Grow your own

One potato, two potato, three potato four...

Potatoes are the world's fourth most important food crop (after rice, wheat and maize), providing a vital carbohydrate source throughout the temperate regions. Potatoes were originally introduced to Europe from central America by Spanish explorers in the sixteenth century, but potatoes were not grown in England until Sir Francis Drake brought a clutch of potatoes back in 1563. It took two centuries before potatoes were widely grown as a food crop.

...five potato, six potato, seven potato more.

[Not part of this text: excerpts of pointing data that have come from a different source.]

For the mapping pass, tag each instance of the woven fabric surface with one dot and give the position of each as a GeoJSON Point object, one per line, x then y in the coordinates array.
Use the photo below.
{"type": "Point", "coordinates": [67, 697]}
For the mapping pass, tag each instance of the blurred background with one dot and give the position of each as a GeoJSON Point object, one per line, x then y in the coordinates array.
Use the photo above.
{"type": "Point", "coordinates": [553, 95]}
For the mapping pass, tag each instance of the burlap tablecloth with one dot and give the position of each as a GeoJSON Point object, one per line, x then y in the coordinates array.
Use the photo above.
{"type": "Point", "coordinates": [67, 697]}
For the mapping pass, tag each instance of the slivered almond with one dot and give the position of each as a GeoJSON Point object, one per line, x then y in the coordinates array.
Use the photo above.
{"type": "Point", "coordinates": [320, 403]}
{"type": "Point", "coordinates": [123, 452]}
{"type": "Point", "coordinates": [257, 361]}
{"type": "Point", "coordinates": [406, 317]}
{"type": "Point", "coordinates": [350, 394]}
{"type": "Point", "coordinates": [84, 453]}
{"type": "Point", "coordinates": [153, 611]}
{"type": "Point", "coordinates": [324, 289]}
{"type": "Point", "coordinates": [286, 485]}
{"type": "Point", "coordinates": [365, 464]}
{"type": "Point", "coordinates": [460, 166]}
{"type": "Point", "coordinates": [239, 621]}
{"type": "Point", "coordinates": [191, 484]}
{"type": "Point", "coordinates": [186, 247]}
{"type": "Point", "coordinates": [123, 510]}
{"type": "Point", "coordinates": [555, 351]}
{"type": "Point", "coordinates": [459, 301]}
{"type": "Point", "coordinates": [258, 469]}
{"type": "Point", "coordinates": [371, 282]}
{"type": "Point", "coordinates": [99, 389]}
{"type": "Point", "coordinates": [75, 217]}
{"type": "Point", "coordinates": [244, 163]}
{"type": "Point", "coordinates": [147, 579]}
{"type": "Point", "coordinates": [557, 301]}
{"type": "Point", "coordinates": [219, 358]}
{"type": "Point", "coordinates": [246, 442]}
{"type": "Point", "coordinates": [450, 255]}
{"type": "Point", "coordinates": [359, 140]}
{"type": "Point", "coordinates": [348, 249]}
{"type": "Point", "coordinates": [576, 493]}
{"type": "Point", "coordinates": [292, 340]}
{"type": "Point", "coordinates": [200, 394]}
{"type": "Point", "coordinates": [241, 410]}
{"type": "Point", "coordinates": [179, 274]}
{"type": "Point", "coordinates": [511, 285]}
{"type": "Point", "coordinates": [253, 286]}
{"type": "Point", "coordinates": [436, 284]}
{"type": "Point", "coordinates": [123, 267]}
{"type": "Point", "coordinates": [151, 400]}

Ireland's rich soil and high rainfall meant they got the biggest crops of potatoes and potatoes became the staple food. All the potato crops were virtually identical genetically because the potatoes had been vegetatively propagated over the generations from the same original handful of potato tubers. This meant all the potato crops were vulnerable to the same potato pests and diseases. In the 1840s a series of potato crops were completely wiped out by potato blight disease, resulting in a widespread potato famine.

Choosing potatoes

Modern potatoes are broadly grouped according to when they are harvested. The three main groups are 'first early', 'second early' and 'maincrop'. Just to confuse matters, the earliest 'first early' potato varieties are often labelled as 'ultra-early' or 'extra-early'. The 'first early' potato varieties are planted in March, grow rapidly and produce moderate crops of small potatoes in June or July before potato blight can take hold. The 'second early' potatoes are planted about a month later and lifted in July or August, producing larger harvests. 'Maincrop' potatoes produce the biggest crops, but take the longest to grow. They are planted in April, ready for lifting in August for immediate consumption, or can be left until September or October before they are lifted for winter storage. 'Maincrop' potatoes are the most susceptible to potato blight, however.